# Boolean Union Problem

In the attached file I have three pairs of surfaces. The one on the right is the original pair. I would like to offsetsrf by 3/8" inward and join to form a closed polysrf. But it will not join.

If I split the original gray polysrf using the end frame of the original red surface, I can join up as shown in the center or left. It appears that all joints are tangent.

I have highlighted the intersections—which are all different. If I intersect the end cross section used to create the red at the right with the gray at the right I get a line along the full length. If I intersect the resulting sweep2 or networksrf, I get the partial line shown.

So I am looking for ways to approach this.

Problem Union.zip (511.8 KB)

split the surfaces by isoparm at the location of your choosing, then use matchsrf to get them lined up, then join.

this is not a boolean job… this is a split and trim job.

1 Like

Problem Offset.zip (372.4 KB)

After split and trim I have the inside and the outside. Is there some simply way to close this?

Or do I need to break down and do the inside and outside as two distinct sets of curves so that I can ensure the edges are coplanar?

there are 3 parts in this file… what do you want to do with each part?

closing them you can use the cap command or intersect a surface and trim/join

It needs a figure-8 top and bottom, essentially the red capped and trimmed by the purples. The problem is that during offsets, they surface edges are no longer planar. The starting curves are all coplanar at the top and bottom.

ok, cap the red surfaces then take the purple surface and extend it on all 4 sides so it extends outside the red object then boolean split.

Hello - extend the surfaces and then cip them with a plane.

-Pascal

Hi @miano,

You get the short line because the red surface passes slightly through the grey one at that point and forms an intersection within your tolerance setting, whereas the end of the red section does not unless you relax the tolerance slightly.

I’m not clear which surface or surfaces you want to offset, nor in which direction(s). Could you sketch over the image to show what you want?

In the meantime, your surfaces are quite complex - you will find intersects and offsets are better if you can start from simpler surfaces, which in turn come from simpler curves. You should be able to remake your shape something like this:

Note that to get three surfaces to join at a common edge you will need to use the NonmanifoldMerge command - you cannot use Join here.

Regards
Jeremy

NonManifoldMerge will produce a non-manifold polysurface.
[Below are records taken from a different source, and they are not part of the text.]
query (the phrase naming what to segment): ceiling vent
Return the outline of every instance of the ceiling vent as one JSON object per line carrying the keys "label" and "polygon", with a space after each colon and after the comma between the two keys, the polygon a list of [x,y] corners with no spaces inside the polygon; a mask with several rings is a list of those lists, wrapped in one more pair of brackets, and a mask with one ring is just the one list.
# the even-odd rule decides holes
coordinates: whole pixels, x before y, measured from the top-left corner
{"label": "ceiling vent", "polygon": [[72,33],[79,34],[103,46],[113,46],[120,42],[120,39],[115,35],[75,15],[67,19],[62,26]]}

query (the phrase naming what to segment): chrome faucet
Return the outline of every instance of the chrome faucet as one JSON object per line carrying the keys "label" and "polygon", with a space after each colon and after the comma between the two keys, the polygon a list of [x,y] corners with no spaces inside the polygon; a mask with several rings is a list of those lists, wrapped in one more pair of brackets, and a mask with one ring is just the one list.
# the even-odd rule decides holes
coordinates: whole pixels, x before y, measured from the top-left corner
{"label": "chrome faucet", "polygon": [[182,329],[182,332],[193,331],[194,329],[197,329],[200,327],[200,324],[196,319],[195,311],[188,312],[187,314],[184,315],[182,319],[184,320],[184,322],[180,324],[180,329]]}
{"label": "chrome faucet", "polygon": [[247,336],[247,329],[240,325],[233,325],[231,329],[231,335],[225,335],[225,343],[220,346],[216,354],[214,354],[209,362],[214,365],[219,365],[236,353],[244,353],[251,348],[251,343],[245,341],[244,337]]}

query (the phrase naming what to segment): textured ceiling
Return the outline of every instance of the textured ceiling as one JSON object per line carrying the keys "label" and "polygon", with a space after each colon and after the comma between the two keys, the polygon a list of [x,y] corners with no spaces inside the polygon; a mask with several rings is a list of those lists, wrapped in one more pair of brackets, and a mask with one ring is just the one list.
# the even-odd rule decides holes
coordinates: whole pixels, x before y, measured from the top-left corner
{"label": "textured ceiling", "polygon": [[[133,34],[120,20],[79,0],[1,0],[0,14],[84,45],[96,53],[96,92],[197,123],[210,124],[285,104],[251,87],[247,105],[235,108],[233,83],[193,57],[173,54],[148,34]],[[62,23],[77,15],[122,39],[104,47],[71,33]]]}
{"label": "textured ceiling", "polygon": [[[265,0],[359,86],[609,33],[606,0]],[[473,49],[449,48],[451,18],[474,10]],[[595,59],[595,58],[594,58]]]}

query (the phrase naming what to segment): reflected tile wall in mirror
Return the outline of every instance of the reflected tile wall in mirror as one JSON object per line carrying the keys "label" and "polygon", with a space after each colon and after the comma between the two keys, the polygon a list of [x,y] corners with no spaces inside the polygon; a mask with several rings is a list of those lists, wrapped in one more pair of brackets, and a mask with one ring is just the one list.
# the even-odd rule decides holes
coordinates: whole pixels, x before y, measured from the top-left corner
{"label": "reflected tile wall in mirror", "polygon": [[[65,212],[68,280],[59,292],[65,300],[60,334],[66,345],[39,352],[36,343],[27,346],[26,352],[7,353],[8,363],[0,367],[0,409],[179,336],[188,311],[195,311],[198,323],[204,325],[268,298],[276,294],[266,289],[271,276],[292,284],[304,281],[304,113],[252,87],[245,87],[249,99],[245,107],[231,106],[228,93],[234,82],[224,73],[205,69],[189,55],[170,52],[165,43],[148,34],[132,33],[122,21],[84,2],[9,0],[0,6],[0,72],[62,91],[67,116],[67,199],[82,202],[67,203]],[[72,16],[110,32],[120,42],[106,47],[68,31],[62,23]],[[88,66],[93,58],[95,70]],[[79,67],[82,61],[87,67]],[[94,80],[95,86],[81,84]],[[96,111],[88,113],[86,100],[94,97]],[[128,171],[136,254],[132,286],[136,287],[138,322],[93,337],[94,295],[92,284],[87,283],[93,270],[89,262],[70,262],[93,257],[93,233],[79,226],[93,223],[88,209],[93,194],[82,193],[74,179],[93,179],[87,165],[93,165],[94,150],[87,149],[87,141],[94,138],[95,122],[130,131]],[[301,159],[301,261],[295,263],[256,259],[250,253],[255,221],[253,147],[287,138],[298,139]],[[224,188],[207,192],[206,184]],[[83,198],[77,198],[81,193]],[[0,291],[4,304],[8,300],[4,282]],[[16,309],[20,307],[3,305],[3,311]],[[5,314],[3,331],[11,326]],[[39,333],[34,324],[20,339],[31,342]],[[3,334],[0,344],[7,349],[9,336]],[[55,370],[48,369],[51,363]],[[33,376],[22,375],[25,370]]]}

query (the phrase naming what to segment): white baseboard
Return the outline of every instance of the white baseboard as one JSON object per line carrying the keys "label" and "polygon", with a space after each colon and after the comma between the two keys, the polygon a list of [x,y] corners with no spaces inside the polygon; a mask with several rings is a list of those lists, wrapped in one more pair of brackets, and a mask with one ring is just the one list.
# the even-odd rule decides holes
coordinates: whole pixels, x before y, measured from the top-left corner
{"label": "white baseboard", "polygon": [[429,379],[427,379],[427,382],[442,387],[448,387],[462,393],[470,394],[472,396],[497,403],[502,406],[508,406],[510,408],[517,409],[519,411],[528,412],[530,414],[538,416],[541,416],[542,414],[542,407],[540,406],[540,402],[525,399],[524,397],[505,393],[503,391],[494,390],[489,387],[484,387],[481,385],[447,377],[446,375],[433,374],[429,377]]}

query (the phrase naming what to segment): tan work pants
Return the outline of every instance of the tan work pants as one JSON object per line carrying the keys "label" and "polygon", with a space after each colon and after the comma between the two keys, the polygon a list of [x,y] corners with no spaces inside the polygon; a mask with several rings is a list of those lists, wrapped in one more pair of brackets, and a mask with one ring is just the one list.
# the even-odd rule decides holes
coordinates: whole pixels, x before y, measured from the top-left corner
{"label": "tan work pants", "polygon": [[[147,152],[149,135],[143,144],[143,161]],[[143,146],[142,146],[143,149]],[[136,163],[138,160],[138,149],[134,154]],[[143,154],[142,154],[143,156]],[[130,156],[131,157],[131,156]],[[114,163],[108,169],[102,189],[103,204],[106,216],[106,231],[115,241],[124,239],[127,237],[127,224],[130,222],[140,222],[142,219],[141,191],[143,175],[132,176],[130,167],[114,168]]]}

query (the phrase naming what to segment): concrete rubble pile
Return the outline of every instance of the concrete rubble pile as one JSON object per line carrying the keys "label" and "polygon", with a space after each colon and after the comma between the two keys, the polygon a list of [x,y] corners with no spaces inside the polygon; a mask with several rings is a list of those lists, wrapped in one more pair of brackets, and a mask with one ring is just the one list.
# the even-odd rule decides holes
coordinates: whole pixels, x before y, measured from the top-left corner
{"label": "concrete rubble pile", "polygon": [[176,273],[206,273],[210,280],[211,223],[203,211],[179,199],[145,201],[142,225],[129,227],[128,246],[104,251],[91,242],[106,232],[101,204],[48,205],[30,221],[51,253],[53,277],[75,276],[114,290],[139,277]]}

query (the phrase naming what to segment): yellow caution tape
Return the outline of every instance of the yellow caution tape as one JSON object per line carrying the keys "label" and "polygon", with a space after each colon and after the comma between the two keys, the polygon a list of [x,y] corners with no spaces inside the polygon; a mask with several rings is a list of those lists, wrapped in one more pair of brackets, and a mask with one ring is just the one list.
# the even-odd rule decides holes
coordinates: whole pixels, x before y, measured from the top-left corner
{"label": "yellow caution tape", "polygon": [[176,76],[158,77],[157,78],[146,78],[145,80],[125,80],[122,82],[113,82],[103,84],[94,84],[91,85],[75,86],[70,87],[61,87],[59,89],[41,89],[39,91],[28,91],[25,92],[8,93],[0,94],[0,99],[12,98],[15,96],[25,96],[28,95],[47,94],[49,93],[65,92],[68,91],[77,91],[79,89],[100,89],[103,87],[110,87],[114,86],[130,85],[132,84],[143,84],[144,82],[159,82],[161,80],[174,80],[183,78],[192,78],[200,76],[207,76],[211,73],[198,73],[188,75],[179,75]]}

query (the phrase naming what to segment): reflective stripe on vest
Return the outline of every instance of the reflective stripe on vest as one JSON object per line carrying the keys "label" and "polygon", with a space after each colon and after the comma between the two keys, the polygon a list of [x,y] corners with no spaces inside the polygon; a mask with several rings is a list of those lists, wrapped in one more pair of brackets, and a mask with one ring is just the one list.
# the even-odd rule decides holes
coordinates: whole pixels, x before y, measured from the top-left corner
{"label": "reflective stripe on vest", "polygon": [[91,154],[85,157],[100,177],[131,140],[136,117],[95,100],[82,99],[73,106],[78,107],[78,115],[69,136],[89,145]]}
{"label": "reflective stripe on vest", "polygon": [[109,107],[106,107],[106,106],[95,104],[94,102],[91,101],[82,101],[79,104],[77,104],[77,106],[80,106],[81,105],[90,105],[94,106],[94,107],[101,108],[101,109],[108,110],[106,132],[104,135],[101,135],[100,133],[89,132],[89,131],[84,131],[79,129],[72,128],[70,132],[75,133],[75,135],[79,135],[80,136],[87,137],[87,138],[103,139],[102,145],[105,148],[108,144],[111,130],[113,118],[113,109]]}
However it may not be very useful and in some cases cause problems. For instance OffsetSrf a non-manifold polysurface will result in several polysurfaces. Trying to create a solid with OffsetSrf on a non-manifold polysurface will fail to create the solid.

Good point David. And, in any event, if @miano’s intention is what I now suspect it is, the OffsetSrf outcomes will need some surface extension/intersection/match work to get planar caps because the initial surfaces are not perpendicular to the caps.